Quitting Sugar for a Sweeter Life

Sugar is hiding in many of our foods — breads, cereals, condiments, soft drinks. In fact, there are over 40 varieties of sugars in our foods. Consequently, Americans are eating 50% more sugar today than in the 1970s (and we have seen our obesity rates explode during this same time period).

Most Americans consume, on average, 22 tsp of sugar daily, far above the American Heart Association’s recommendation (no more than 6 tsp per day for women and no more than 9 tsp per day for men). Here are five more reasons to limit your added sugar intake.

  • Sugar has no nutritional value. Limiting added sugar and eating plenty of fruits and vegetables will help improve your overall nutrient intake and reduce your intake of excess calories, thus helping you reach and maintain a healthy weight.

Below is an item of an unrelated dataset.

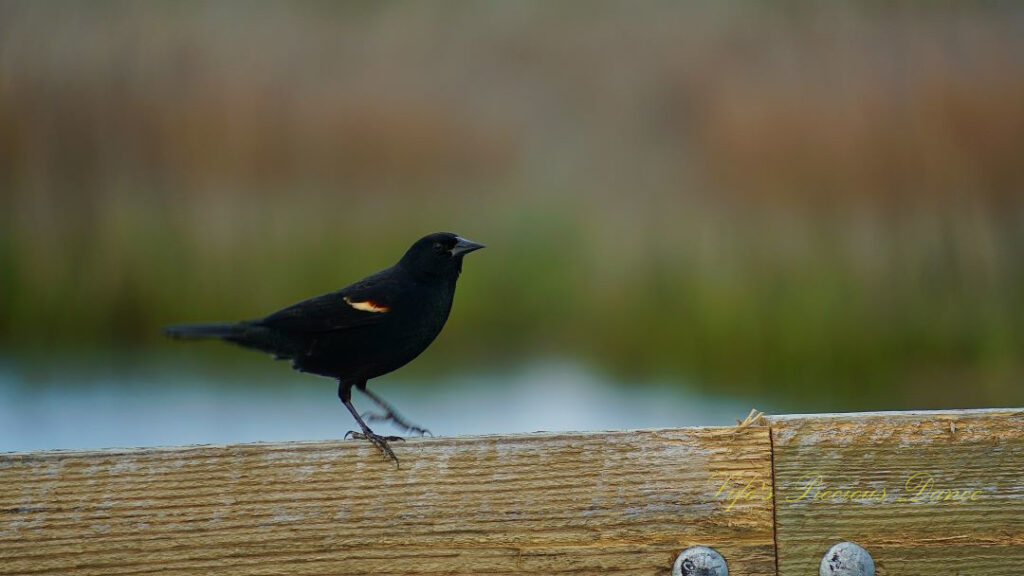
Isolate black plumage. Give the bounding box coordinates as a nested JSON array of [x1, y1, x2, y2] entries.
[[165, 233, 483, 463]]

  • Too much sugar can adversely affect your health. High sugar consumption has been linked to diabetes, high cholesterol, weight gain and obesity. Numerous studies have found that high sugar intake, particularly of the refined white sugar often found in processed foods, can lead to insulin resistance, making it a risk factor for type 2 diabetes. According to a study published in Diabetologia, drinking just one 12-oz soda a day can increase the risk of type 2 diabetes by 22%.
  • Sugar can be addictive. Just like caffeine, our bodies can crave the feeling we get from consuming sugary foods and beverages. Are you addicted to sugar? You may be if you binge on sugary foods, even when you’re not hungry. Or if you have physical symptoms (nervous, shaky, cold sweats, irritable, headaches) when you don’t get your sugar fix.

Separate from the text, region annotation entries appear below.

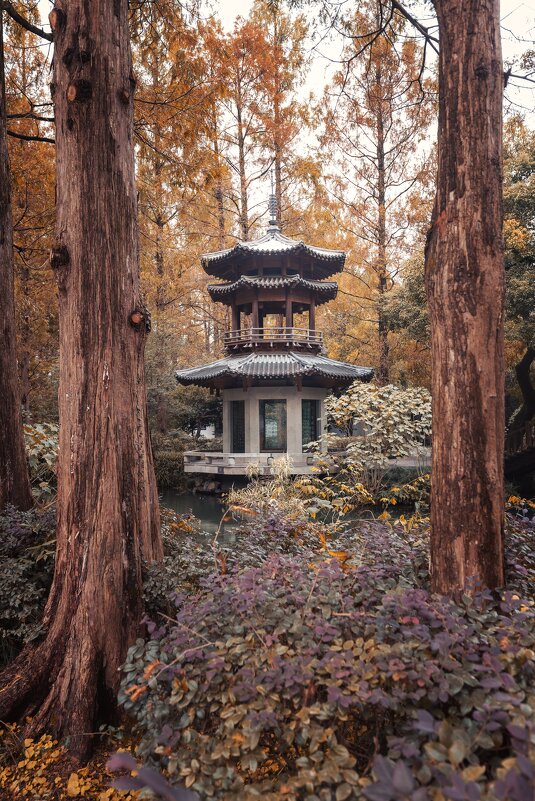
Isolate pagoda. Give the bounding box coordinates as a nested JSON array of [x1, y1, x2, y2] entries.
[[176, 196, 373, 475]]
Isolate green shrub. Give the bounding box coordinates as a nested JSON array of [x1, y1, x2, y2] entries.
[[120, 520, 535, 801], [154, 450, 185, 489], [0, 507, 55, 664]]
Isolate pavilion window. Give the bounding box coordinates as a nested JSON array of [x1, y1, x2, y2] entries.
[[230, 401, 245, 453], [301, 398, 321, 450], [260, 400, 286, 453]]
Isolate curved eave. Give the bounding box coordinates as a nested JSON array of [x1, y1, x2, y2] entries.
[[207, 276, 338, 304], [201, 229, 346, 277], [175, 352, 373, 387]]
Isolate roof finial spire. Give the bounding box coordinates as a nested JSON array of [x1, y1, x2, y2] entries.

  • Sugar affects your memory. Science Daily reports that, over time, a steady diet of sugar slows your brain, inhibits your learning, and affects your memory.
  • Sugar is bad on your smile. Brushing, flossing and seeing the dentist regularly are important to oral health, but diet also plays a big role. Sugar acts like an acid dissolving the enamel on teeth. The naturally occurring bacteria in the mouth also use sugar as energy to multiply and stick themselves to the surface of a tooth. Over time, this turns into plaque. Tiny holes will eventually be made in the enamel. These are cavities.